Tulchin argues that in cases where the affrèrés were single unrelated men, these contracts provide “considerable evidence that the affrèrés were using affrèrements to formalize same-sex loving relationships. . . . I suspect that some of these relationships were sexual, while others may not have been. It is impossible to prove either way and probably also somewhat irrelevant to understanding their way of thinking. They loved each other, and the community accepted that. What followed did not produce any documents.”

He concludes: “The very existence of affrèrements shows that there was a radical shift in attitudes between the sixteenth century and the rise of modern antihomosexual legislation in the twentieth.”

All of this is not to say that we should follow all the traditions (i.e. humiliating someone if they want out of a marriage or shacking up with teenage boys) of same-sex unions throughout history, but it is to explain the fact that same-sex marriage is not some new master plan of "the gay agenda" or a sign of the apocalypse, as some folks want to believe. Every culture and society throughout history has had to deal with this issue one way or another, and has responded either negatively or positively.
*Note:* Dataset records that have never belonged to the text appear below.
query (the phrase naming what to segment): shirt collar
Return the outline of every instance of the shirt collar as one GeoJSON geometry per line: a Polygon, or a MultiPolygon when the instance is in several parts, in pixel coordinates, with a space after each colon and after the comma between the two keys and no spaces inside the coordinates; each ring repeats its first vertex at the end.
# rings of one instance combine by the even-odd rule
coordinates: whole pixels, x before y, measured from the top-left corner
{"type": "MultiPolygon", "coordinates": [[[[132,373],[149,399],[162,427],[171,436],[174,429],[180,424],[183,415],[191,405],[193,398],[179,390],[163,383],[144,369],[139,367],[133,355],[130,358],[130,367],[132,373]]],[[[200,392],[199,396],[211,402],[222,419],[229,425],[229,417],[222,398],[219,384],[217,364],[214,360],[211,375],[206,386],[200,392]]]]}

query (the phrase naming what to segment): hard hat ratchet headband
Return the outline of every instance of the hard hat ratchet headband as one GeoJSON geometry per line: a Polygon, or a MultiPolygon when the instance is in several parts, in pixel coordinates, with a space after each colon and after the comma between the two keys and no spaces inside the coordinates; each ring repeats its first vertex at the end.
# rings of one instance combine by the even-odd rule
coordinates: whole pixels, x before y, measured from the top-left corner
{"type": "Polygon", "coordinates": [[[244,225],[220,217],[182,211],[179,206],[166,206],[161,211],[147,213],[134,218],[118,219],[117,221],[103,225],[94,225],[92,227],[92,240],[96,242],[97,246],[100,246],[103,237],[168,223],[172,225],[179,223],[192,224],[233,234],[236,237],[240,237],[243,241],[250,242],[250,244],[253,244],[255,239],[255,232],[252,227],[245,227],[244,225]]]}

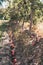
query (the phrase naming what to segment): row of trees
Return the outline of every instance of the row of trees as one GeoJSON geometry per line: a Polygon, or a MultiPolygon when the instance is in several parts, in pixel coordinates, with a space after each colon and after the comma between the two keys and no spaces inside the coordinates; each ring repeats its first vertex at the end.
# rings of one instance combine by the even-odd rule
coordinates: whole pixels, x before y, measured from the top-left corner
{"type": "MultiPolygon", "coordinates": [[[[5,0],[2,0],[2,2],[5,0]]],[[[6,0],[9,2],[8,8],[1,9],[0,18],[10,21],[29,22],[30,29],[33,23],[37,22],[37,18],[43,16],[43,3],[40,0],[6,0]]]]}

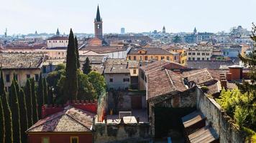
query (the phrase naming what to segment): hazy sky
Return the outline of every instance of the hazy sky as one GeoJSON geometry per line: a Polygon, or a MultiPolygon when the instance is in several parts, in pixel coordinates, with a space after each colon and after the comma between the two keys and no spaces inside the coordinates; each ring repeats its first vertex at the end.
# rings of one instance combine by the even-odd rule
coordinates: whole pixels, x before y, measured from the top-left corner
{"type": "Polygon", "coordinates": [[[104,33],[229,31],[256,23],[256,0],[0,0],[0,34],[93,33],[99,4],[104,33]]]}

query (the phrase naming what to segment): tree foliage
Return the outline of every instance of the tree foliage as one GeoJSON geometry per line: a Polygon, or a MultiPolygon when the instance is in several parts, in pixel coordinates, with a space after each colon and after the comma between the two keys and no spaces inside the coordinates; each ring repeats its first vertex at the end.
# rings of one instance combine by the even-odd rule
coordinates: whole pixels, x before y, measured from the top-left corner
{"type": "Polygon", "coordinates": [[[27,134],[25,131],[28,129],[27,127],[27,112],[26,106],[25,94],[22,89],[19,89],[19,114],[20,114],[20,131],[22,142],[27,142],[27,134]]]}
{"type": "Polygon", "coordinates": [[[9,95],[9,104],[12,112],[12,130],[15,131],[13,132],[13,141],[14,142],[21,142],[19,105],[15,82],[17,82],[17,81],[14,78],[11,84],[11,91],[9,95]]]}
{"type": "Polygon", "coordinates": [[[70,29],[68,37],[68,44],[67,51],[67,62],[65,68],[65,82],[63,92],[63,103],[68,100],[77,99],[78,95],[78,75],[77,75],[77,56],[76,54],[76,44],[74,36],[70,29]]]}
{"type": "Polygon", "coordinates": [[[27,80],[24,91],[26,95],[26,106],[27,112],[27,126],[28,127],[30,127],[33,125],[33,105],[32,100],[31,83],[29,79],[27,80]]]}
{"type": "Polygon", "coordinates": [[[93,84],[95,90],[96,91],[97,97],[96,99],[99,99],[99,97],[101,94],[102,91],[106,90],[106,82],[101,74],[97,72],[91,72],[88,74],[89,82],[93,84]]]}
{"type": "Polygon", "coordinates": [[[86,59],[86,62],[83,64],[83,72],[85,74],[88,74],[91,71],[91,66],[90,65],[89,59],[87,57],[86,59]]]}
{"type": "Polygon", "coordinates": [[[4,142],[5,139],[5,126],[3,104],[0,97],[0,142],[4,142]]]}
{"type": "Polygon", "coordinates": [[[33,123],[36,123],[38,121],[38,112],[37,112],[37,97],[35,93],[35,85],[34,78],[31,79],[31,95],[32,103],[32,117],[33,123]]]}

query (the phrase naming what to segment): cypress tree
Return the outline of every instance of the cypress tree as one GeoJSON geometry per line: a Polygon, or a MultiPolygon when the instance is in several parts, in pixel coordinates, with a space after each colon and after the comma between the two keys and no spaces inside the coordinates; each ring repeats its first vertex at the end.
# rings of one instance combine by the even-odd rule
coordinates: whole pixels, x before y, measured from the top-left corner
{"type": "Polygon", "coordinates": [[[42,79],[42,84],[44,90],[44,104],[47,104],[47,85],[45,78],[43,78],[42,79]]]}
{"type": "Polygon", "coordinates": [[[38,80],[38,88],[37,91],[37,104],[38,104],[38,119],[41,119],[42,106],[44,104],[44,86],[42,83],[42,73],[38,80]]]}
{"type": "Polygon", "coordinates": [[[78,69],[80,69],[78,41],[78,39],[76,38],[76,36],[75,37],[75,44],[76,44],[76,64],[77,64],[78,69]]]}
{"type": "Polygon", "coordinates": [[[3,71],[1,70],[1,76],[0,76],[0,97],[4,94],[4,75],[3,75],[3,71]]]}
{"type": "Polygon", "coordinates": [[[77,58],[76,54],[76,44],[74,36],[70,29],[70,33],[68,38],[68,51],[67,51],[67,62],[66,62],[66,79],[64,85],[64,98],[63,103],[68,100],[77,99],[78,83],[77,74],[77,58]]]}
{"type": "Polygon", "coordinates": [[[38,121],[38,113],[37,113],[37,95],[35,94],[35,79],[32,78],[31,79],[31,94],[32,94],[32,117],[33,123],[36,123],[38,121]]]}
{"type": "Polygon", "coordinates": [[[4,116],[1,98],[0,98],[0,142],[4,142],[5,138],[5,127],[4,127],[4,116]]]}
{"type": "Polygon", "coordinates": [[[86,62],[83,64],[83,72],[85,74],[88,74],[91,72],[91,67],[90,65],[89,59],[87,57],[86,59],[86,62]]]}
{"type": "Polygon", "coordinates": [[[9,104],[12,111],[12,130],[14,142],[21,142],[20,135],[20,122],[19,122],[19,105],[18,102],[18,95],[16,90],[16,80],[14,78],[11,84],[11,91],[9,93],[9,104]]]}
{"type": "Polygon", "coordinates": [[[47,99],[48,99],[48,102],[47,102],[48,104],[53,104],[53,94],[52,94],[52,88],[50,88],[50,87],[48,87],[47,99]]]}
{"type": "Polygon", "coordinates": [[[12,119],[12,112],[8,103],[8,99],[5,90],[2,94],[2,104],[4,114],[5,139],[4,142],[13,143],[12,119]]]}
{"type": "Polygon", "coordinates": [[[27,106],[25,100],[25,94],[24,94],[23,89],[21,89],[19,92],[19,114],[20,114],[20,131],[22,142],[27,142],[27,134],[25,133],[26,130],[28,129],[27,127],[27,106]]]}
{"type": "Polygon", "coordinates": [[[32,101],[32,92],[30,80],[27,79],[25,87],[26,106],[27,112],[27,126],[30,127],[33,125],[33,106],[32,101]]]}

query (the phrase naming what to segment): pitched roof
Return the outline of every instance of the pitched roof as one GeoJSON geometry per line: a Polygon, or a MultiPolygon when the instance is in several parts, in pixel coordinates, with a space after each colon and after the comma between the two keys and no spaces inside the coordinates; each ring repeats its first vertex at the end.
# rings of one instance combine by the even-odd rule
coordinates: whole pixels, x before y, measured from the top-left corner
{"type": "Polygon", "coordinates": [[[49,38],[47,40],[68,40],[68,36],[54,36],[49,38]]]}
{"type": "Polygon", "coordinates": [[[42,54],[1,53],[0,66],[2,69],[39,69],[44,59],[42,54]]]}
{"type": "Polygon", "coordinates": [[[161,48],[132,48],[127,54],[139,54],[140,50],[144,50],[146,51],[146,54],[158,54],[158,55],[170,55],[171,53],[161,49],[161,48]]]}
{"type": "Polygon", "coordinates": [[[157,69],[146,74],[147,99],[172,92],[183,92],[187,89],[182,77],[170,70],[157,69]]]}
{"type": "Polygon", "coordinates": [[[129,74],[128,64],[107,64],[105,66],[105,74],[129,74]]]}
{"type": "Polygon", "coordinates": [[[35,123],[27,132],[91,132],[95,114],[72,106],[35,123]]]}

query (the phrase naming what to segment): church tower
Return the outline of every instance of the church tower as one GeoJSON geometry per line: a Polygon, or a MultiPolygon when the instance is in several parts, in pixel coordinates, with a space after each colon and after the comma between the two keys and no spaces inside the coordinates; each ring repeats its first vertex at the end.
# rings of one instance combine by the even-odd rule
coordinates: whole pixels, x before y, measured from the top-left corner
{"type": "Polygon", "coordinates": [[[102,19],[101,18],[101,15],[99,14],[99,5],[97,9],[97,15],[94,19],[94,36],[101,39],[103,39],[102,19]]]}

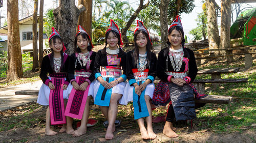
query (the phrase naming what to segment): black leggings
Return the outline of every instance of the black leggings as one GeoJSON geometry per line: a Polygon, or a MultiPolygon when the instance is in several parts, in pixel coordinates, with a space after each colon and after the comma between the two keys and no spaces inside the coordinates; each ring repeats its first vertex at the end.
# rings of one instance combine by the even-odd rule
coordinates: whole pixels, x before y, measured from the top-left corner
{"type": "MultiPolygon", "coordinates": [[[[203,107],[203,106],[204,106],[204,105],[205,105],[205,103],[196,103],[195,104],[195,108],[196,109],[197,109],[198,108],[203,107]]],[[[168,108],[168,110],[167,111],[166,119],[165,119],[165,121],[173,123],[174,121],[175,121],[174,118],[175,118],[175,113],[174,113],[173,104],[169,104],[169,107],[168,108]]]]}

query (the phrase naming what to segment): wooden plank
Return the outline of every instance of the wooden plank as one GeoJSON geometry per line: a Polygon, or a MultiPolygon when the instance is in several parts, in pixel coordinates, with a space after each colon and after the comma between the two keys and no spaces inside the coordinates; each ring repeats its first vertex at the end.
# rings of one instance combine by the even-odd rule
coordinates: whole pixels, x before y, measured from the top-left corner
{"type": "Polygon", "coordinates": [[[197,72],[198,74],[221,74],[221,73],[233,73],[239,71],[239,68],[229,68],[212,69],[204,69],[199,70],[197,72]]]}
{"type": "Polygon", "coordinates": [[[236,54],[227,54],[227,55],[216,55],[216,56],[209,56],[206,57],[202,57],[202,58],[196,58],[196,60],[202,60],[202,59],[212,59],[212,58],[218,58],[219,57],[225,57],[225,56],[234,56],[234,55],[245,55],[246,54],[255,54],[256,52],[247,52],[247,53],[236,53],[236,54]]]}
{"type": "Polygon", "coordinates": [[[209,50],[212,51],[223,51],[223,50],[249,50],[249,49],[253,49],[255,48],[256,48],[256,46],[255,45],[253,45],[253,46],[246,46],[246,47],[225,48],[225,49],[209,49],[209,50]]]}
{"type": "Polygon", "coordinates": [[[201,103],[229,104],[232,100],[233,98],[229,96],[209,95],[199,100],[196,100],[196,102],[201,103]]]}
{"type": "Polygon", "coordinates": [[[219,83],[219,82],[247,82],[248,78],[233,78],[233,79],[195,79],[195,83],[219,83]]]}
{"type": "Polygon", "coordinates": [[[38,90],[24,90],[16,91],[15,95],[38,95],[38,90]]]}

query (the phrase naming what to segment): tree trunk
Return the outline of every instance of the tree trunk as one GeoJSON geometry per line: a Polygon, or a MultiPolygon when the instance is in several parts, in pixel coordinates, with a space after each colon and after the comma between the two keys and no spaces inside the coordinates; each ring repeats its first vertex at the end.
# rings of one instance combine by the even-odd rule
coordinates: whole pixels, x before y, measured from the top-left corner
{"type": "MultiPolygon", "coordinates": [[[[228,48],[230,47],[230,25],[231,25],[231,4],[230,1],[221,1],[221,22],[220,48],[228,48]]],[[[232,54],[232,51],[221,51],[223,55],[232,54]]],[[[227,57],[228,62],[233,61],[232,56],[227,57]]]]}
{"type": "Polygon", "coordinates": [[[34,4],[34,14],[33,15],[33,66],[32,72],[36,71],[38,67],[38,54],[37,48],[37,10],[38,0],[35,0],[34,4]]]}
{"type": "MultiPolygon", "coordinates": [[[[138,14],[140,13],[140,12],[143,9],[146,8],[148,5],[150,4],[150,1],[148,1],[147,3],[143,5],[143,0],[140,0],[140,5],[139,7],[137,9],[136,11],[134,12],[134,13],[131,16],[128,22],[127,22],[126,25],[125,27],[123,28],[121,31],[121,35],[122,35],[122,40],[124,42],[128,42],[128,39],[127,39],[126,33],[127,31],[130,28],[130,27],[133,23],[133,21],[136,19],[138,14]]],[[[125,47],[127,47],[128,46],[128,44],[125,44],[125,47]]]]}
{"type": "MultiPolygon", "coordinates": [[[[215,11],[216,8],[214,0],[206,0],[207,17],[207,34],[210,49],[219,49],[220,45],[220,36],[218,28],[217,16],[215,11]]],[[[219,55],[219,51],[216,55],[219,55]]]]}
{"type": "Polygon", "coordinates": [[[86,10],[82,12],[78,17],[78,25],[81,25],[92,37],[92,18],[93,11],[92,0],[79,0],[78,5],[82,5],[86,10]]]}
{"type": "Polygon", "coordinates": [[[162,44],[161,49],[168,47],[166,41],[168,40],[168,0],[161,0],[159,9],[160,10],[160,31],[161,41],[162,44]]]}
{"type": "Polygon", "coordinates": [[[74,41],[77,21],[80,13],[85,10],[82,5],[77,8],[75,1],[59,0],[59,7],[53,11],[56,29],[63,40],[68,54],[75,52],[74,41]]]}
{"type": "Polygon", "coordinates": [[[7,1],[7,81],[22,77],[22,56],[19,41],[18,0],[7,1]]]}
{"type": "MultiPolygon", "coordinates": [[[[177,7],[176,7],[176,9],[175,10],[175,14],[174,15],[174,17],[173,17],[173,21],[176,18],[176,16],[179,14],[179,11],[180,11],[180,6],[181,5],[181,0],[177,0],[176,1],[176,4],[177,4],[177,7]]],[[[170,23],[170,24],[172,23],[170,23]]]]}
{"type": "Polygon", "coordinates": [[[41,68],[42,58],[44,58],[44,0],[40,0],[39,18],[39,67],[41,68]]]}

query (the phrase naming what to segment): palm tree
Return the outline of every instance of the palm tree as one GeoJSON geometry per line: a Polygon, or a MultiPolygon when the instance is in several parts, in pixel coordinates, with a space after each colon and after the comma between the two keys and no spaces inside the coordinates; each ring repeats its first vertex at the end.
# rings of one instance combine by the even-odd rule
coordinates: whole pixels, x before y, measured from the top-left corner
{"type": "Polygon", "coordinates": [[[93,0],[93,19],[95,20],[96,18],[96,13],[95,11],[96,8],[98,9],[98,12],[99,14],[98,16],[99,16],[100,13],[101,12],[101,9],[102,8],[102,4],[106,4],[108,5],[108,2],[107,0],[93,0]]]}

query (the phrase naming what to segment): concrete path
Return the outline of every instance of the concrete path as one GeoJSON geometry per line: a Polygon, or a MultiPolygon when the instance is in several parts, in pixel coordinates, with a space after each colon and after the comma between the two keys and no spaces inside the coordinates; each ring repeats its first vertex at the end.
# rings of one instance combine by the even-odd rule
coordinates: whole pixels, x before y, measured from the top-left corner
{"type": "Polygon", "coordinates": [[[28,90],[39,90],[42,83],[42,81],[40,80],[0,89],[0,111],[36,101],[37,96],[15,95],[15,92],[28,90]]]}

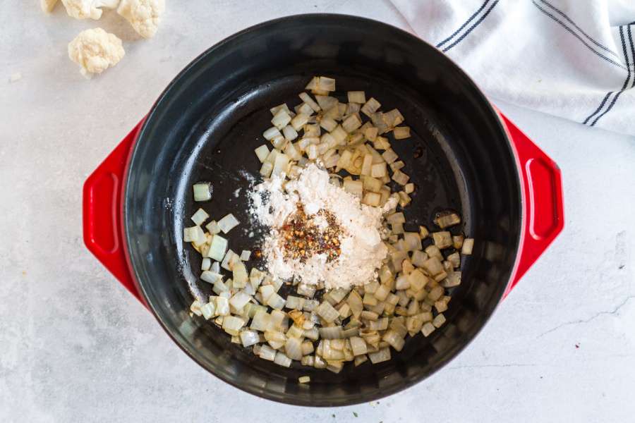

However, in more recent times countries like Canada, Sweden, South Africa, Norway, Belgium, Spain, and the Netherlands, as well U.S. states Iowa, Connecticut, Vermont, and Massachusetts, have legalized gay marriage, and the world has not blown to bits. Straight folks are still shacking up, hooking up, getting hitched, and breaking up. So I guess my question to gay marriage opponents is since the idea of same-sex marriage is nothing new, has been proven not to be disastrous in other countries, does not pose a threat to straight folks or the nuclear family, and is going to be treated as a separate, civil, legal ceremony: WHAT THE HELL IS YOUR PROBLEM?

*Sorry for the long post. I guess I was in a journalistic mood lol:).